Skinner J R, Boys R J, Heads A, Hey E N, Hunter S
Department of Pediatric Cardiology, Freeman Hospital, Newcastle upon Tyne NE7 7DN, UK.
Pediatr Cardiol. 1996 Nov-Dec;17(6):360-9. doi: 10.1007/s002469900080.
Despite the increasing use of Doppler echocardiographic (DE) techniques to determine pulmonary arterial pressure in the neonate undergoing intensive care, there have been no studies comparing their repeatability in this population. Our objective was to compare the repeatability of four such techniques in neonates. The study was conducted in two regional neonatal units serving the North East of England. Group A (repeatability between observers): Two experienced observers performed detailed DE examinations, one directly after the other. Group B (within observer repeatability/temporal variability): One observer performed two examinations 1 hour apart. Group A comprised 15 preterm babies (26-36 weeks' gestation, 975-2915 g), most with mild respiratory failure; 4 healthy term babies; and 7 with congenital heart disease, in whom tricuspid regurgitation (TR) only was measured. Their ages were 18 hours to 12 days. Group B comprised 11 babies aged 12-64 hours with moderate to severe respiratory failure; 10 were preterm (26-36 weeks, 785-2800 g). We recorded four measurements: (1) Peak velocity of TR in m/s; (2) peak left-to-right ductal flow velocity (PDAmax in m/s); (3) TPV/RVET ratio; and (4) PEP/RVET ratio, where TPV = time to peak velocity at the pulmonary valve, PEP = right ventricular preejection period, and RVET = right ventricular ejection time. The Bland-Altman analysis was used to produce the coefficient of repeatability (CR: 95% confidence limits of repeatability), also expressed as a repeatability index (CR/mean value) and as a number of "confidence steps"-a measure of sensitivity of the technique to hemodynamic change (range of values within the population/CR). Between-observer and within-observer repeatabilities were similar. Within-observer CR and index (%) results were for TR +/- 0.26 m/s (9%); for PDAmax, +/- 0.48 m/s (39%); TPV/RVET 0.1:1.0 (34%), PEP/RVET 0.12:1.00 (36%). TR and PDAmax had the largest number of confidence steps in the expected range of values (TR 8.5; PDA max 6.5; TPV/RVET 3.2; PEP/RVET 3.2). The most repeatable technique was TR, but PDAmax would also be useful for a serial study owing to the potential for large change. Systolic time interval ratios were less repeatable and likely to be less sensitive indicators of hemodynamic change.
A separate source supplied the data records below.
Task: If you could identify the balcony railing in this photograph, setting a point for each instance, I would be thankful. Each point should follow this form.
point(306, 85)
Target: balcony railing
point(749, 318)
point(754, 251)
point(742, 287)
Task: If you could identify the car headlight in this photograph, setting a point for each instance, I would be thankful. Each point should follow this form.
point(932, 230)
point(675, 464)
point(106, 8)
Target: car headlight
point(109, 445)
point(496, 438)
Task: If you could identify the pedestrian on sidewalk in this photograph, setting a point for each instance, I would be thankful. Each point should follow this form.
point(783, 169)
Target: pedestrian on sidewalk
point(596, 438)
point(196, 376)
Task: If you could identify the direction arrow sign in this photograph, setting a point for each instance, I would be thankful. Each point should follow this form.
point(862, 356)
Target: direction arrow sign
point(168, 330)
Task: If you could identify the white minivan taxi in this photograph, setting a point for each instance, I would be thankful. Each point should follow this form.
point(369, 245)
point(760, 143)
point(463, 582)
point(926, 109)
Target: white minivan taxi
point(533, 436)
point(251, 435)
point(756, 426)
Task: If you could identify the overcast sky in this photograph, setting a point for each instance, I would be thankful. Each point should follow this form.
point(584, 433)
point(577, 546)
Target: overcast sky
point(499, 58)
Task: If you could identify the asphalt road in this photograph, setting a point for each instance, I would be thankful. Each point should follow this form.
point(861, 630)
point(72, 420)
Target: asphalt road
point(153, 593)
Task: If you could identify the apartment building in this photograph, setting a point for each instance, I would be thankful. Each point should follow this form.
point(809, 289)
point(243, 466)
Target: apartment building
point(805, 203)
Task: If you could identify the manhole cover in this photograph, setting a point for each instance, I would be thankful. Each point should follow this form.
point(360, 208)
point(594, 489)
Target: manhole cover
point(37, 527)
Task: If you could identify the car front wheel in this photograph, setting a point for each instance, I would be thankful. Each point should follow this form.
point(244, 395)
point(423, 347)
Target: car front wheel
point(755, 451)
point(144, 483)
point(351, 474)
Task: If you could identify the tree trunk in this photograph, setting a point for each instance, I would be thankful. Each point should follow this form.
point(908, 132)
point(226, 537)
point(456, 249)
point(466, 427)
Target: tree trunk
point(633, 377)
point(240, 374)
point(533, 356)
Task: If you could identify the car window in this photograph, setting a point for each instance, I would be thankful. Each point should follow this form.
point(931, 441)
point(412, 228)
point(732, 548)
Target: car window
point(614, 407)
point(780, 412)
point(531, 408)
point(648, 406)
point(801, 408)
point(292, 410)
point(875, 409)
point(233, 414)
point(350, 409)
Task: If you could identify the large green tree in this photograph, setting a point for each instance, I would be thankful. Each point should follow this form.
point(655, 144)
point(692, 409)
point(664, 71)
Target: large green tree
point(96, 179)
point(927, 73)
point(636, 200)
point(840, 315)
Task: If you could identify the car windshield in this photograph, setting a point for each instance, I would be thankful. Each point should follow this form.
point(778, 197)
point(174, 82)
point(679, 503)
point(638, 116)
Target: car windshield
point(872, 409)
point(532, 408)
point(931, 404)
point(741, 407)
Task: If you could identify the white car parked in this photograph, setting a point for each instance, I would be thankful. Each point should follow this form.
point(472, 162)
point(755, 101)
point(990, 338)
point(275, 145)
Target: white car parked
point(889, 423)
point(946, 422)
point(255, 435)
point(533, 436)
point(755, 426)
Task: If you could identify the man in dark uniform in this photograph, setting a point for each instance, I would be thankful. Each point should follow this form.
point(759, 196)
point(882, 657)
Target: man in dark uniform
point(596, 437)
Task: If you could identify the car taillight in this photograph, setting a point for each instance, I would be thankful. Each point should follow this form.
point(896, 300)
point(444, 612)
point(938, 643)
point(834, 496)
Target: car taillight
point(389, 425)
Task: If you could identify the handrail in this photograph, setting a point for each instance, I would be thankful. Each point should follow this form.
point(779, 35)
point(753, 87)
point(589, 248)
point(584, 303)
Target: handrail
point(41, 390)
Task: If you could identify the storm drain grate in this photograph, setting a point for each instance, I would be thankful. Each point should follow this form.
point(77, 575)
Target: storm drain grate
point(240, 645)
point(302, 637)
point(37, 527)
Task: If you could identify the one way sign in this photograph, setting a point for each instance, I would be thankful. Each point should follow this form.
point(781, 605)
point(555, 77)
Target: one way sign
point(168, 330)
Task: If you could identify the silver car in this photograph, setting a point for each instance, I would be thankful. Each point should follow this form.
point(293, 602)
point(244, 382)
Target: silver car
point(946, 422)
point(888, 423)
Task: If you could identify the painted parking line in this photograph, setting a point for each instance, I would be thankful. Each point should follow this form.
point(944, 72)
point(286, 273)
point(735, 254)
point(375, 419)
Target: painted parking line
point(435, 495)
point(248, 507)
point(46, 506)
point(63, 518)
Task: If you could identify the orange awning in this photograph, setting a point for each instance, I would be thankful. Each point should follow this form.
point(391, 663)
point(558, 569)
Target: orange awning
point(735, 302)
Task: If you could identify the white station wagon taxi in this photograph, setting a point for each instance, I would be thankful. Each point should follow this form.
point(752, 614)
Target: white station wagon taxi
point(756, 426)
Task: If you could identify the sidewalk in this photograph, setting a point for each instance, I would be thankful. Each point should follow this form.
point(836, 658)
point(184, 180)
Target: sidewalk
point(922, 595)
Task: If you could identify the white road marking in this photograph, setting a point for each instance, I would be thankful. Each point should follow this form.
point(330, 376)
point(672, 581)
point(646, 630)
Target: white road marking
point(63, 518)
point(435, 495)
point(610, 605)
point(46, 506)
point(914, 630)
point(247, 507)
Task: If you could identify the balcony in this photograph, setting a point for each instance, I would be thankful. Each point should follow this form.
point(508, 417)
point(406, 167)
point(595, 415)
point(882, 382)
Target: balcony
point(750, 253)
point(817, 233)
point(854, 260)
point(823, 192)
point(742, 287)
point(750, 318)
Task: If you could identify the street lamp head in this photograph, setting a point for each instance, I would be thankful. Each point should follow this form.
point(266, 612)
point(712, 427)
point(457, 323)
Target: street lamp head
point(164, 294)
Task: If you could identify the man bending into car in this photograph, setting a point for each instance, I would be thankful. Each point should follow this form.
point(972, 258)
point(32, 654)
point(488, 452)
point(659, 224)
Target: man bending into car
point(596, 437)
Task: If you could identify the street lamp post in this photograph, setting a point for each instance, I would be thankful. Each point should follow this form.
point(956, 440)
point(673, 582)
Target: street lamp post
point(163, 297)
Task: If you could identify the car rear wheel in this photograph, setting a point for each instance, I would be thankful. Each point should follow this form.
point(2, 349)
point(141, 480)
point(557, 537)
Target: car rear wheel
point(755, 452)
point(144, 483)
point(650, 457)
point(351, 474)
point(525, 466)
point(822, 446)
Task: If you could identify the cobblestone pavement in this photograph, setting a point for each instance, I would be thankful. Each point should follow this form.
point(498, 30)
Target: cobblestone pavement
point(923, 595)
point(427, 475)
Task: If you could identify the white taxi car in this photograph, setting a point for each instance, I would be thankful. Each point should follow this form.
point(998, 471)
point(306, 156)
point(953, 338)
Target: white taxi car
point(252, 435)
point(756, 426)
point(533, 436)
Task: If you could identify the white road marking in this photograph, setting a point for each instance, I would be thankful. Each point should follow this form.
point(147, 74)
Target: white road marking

尽管在新生儿重症监护中,越来越多地使用多普勒超声心动图(DE)技术来测定肺动脉压,但尚无研究比较这些技术在该人群中的可重复性。我们的目的是比较四种此类技术在新生儿中的可重复性。该研究在为英格兰东北部服务的两个地区新生儿病房进行。A组(观察者之间的可重复性):两名经验丰富的观察者先后直接进行详细的DE检查。B组(观察者内部可重复性/时间变异性):一名观察者在间隔1小时后进行两次检查。A组包括15名早产儿(胎龄26 - 36周,体重975 - 2915克),大多数有轻度呼吸衰竭;4名健康足月儿;以及7名先天性心脏病患儿,仅测量了他们的三尖瓣反流(TR)情况。他们的年龄为18小时至12天。B组包括11名年龄在12 - 64小时、有中度至重度呼吸衰竭的婴儿;其中10名是早产儿(26 - 36周,体重785 - 2800克)。我们记录了四项测量值:(1)TR的峰值速度(单位:m/s);(2)左向右导管峰值血流速度(PDAmax,单位:m/s);(3)TPV/RVET比值;(4)PEP/RVET比值,其中TPV = 肺动脉瓣峰值速度时间,PEP = 右心室射血前期,RVET = 右心室射血时间。采用Bland - Altman分析得出可重复性系数(CR:可重复性的95%置信区间),也表示为可重复性指数(CR/平均值)以及“置信步长”数量——一种衡量该技术对血流动力学变化敏感性的指标(人群内值范围/CR)。观察者之间和观察者内部的可重复性相似。观察者内部CR和指数(%)结果为:TR为±0.26 m/s(9%);PDAmax为±0.48 m/s(39%);TPV/RVET为0.1:1.0(34%),PEP/RVET为0.12:1.00(36%)。TR和PDAmax在预期值范围内的置信步长数量最多(TR为8.5;PDA max为6.5;TPV/RVET为3.2;PEP/RVET为3.2)。最具可重复性的技术是TR,但由于PDAmax有可能出现较大变化,所以它对于系列研究也很有用。收缩时间间期比值的可重复性较差,可能是血流动力学变化的较不敏感指标。